Polda Sumsel beserta Polrestabes Palembang dan Polres jajaran berhasil menangkap 137 tersangka kasus curat, curas dan curanmor (3C) selama bulan Mei 2026. Tak hanya itu, Polda Sumsel juga telah membentuk Tim Unit Reaksi Cepat (URC) guna mempercepat respons terhadap laporan masyarakat.
Pengungkapan tersebut merupakan hasil kerja terpadu pihak kepolisian di wilayah hukum Polda Sumsel dalam memberantas kejahatan konvensional yang menjadi perhatian masyarakat, yakni pencurian dengan pemberatan (curat), pencurian dengan kekerasan (curas), dan pencurian kendaraan bermotor (curanmor).
Kasubdit III Jatanras Ditreskrimum Polda Sumsel AKBP Muhammad Sofwan Rosyidi mengatakan pihaknya bersama Polres jajaran berhasil mengungkap sebanyak 123 kasus kejahatan 3C.
SCROLL TO CONTINUE WITH CONTENT
"Kita berhasil mengungkap 123 laporan polisi dengan jumlah tersangka sebanyak 137 orang serta mengamankan 331 barang bukti. Iya ungkap kasus ini selama bulan Mei 2026," katanya saat pers rilis di Mapolda Sumsel, Jumat (5/6/2026).
Ia menjelaskan dari hasil ungkap tersebut, kasus curat masih mendominasi dengan 89 kasus. Sementara itu, kasus curanmor tercatat sebanyak 20 kasus dan curas sebanyak 14 kasus. Selain itu, barang bukti yang diamankan diantaranya kendaraan roda empat maupun dua, telpon seluler, senjata tajam, hingga sejumlah barang hasil kejahatan lainnya.
Pengungkapan kasus terbanyak berada di wilayah hukum Polrestabes Palembang dengan 37 laporan polisi, disusul Polres Lahat sebanyak 14 laporan polisi, Polres Muratara 11 laporan polisi, serta Polres Banyuasin, Polres Musi Rawas, dan Polres PALI masing-masing 8 laporan polisi.
"Paling banyak itu adalah aksi pembobolan rumah kosong dan rumah yang ditinggalkan pemiliknya. Selain itu, kasus pencurian kendaraan bermotor juga masih menjadi fokus kita," ujarnya.
Sofwan juga menegaskan bahwa Polda Sumsel dan jajaran tidak akan memberikan ruang bagi para pelaku kejahatan yang mengganggu keamanan masyarakat.
"Kami memberikan peringatan tegas kepada seluruh pelaku curat, curas, dan curanmor agar menghentikan aksi kriminalnya. Polda Sumsel bersama seluruh jajaran akan terus melakukan penindakan secara profesional, tegas, terukur, dan sesuai ketentuan hukum terhadap setiap pelaku yang mencoba mengganggu keamanan masyarakat," tegasnya.
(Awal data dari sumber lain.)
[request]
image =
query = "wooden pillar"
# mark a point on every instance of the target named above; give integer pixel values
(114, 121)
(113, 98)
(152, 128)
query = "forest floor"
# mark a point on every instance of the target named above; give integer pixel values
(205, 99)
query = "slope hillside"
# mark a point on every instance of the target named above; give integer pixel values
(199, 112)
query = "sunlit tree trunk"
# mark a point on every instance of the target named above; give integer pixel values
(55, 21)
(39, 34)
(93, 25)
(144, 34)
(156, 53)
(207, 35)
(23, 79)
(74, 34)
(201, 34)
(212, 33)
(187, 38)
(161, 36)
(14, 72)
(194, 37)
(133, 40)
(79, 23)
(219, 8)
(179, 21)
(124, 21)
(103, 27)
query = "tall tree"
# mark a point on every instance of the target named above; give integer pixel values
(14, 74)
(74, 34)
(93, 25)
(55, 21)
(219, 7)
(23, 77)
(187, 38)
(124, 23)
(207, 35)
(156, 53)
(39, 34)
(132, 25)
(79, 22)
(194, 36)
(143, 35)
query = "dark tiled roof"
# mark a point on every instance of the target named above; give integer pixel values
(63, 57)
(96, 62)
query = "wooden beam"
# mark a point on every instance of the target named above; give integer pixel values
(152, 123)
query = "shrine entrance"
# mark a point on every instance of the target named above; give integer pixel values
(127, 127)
Ia juga menjelaskan bahwa tindakan tegas terukur dapat dilakukan terhadap pelaku yang membahayakan keselamatan petugas, masyarakat maupun korban saat proses penangkapan berlangsung.
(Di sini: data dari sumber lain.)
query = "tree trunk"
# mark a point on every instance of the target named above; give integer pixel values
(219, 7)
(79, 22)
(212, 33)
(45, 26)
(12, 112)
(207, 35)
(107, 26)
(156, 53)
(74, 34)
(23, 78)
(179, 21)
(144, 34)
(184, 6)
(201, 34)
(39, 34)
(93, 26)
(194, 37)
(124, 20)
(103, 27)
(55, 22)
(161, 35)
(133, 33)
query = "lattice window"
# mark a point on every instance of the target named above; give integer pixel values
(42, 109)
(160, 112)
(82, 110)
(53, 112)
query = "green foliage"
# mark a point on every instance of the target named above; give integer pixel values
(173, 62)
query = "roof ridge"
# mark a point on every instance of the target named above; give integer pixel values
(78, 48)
Dari 137 tersangka yang ditangkap, 60 persen nya merupakan residivis. Selain itu optimalisasi Tim Unit Reaksi Cepat (URC) yang dibentuk sebagai bentuk atensi pimpinan dalam mempercepat respons terhadap laporan masyarakat sekaligus meningkatkan efektivitas penanganan tindak pidana 3C.
"Pembentukan Tim URC merupakan langkah konkret untuk mempercepat respons kepolisian terhadap berbagai tindak pidana yang meresahkan masyarakat. Kehadiran tim ini diharapkan mampu meningkatkan kecepatan pengungkapan sekaligus memberikan efek pencegahan bagi pelaku kejahatan," jelasnya.
Para tersangka dijerat Pasal 363 KUHP tentang pencurian dengan pemberatan dengan ancaman pidana maksimal tujuh tahun penjara serta Pasal 365 KUHP tentang pencurian dengan kekerasan dengan ancaman pidana maksimal sembilan tahun penjara.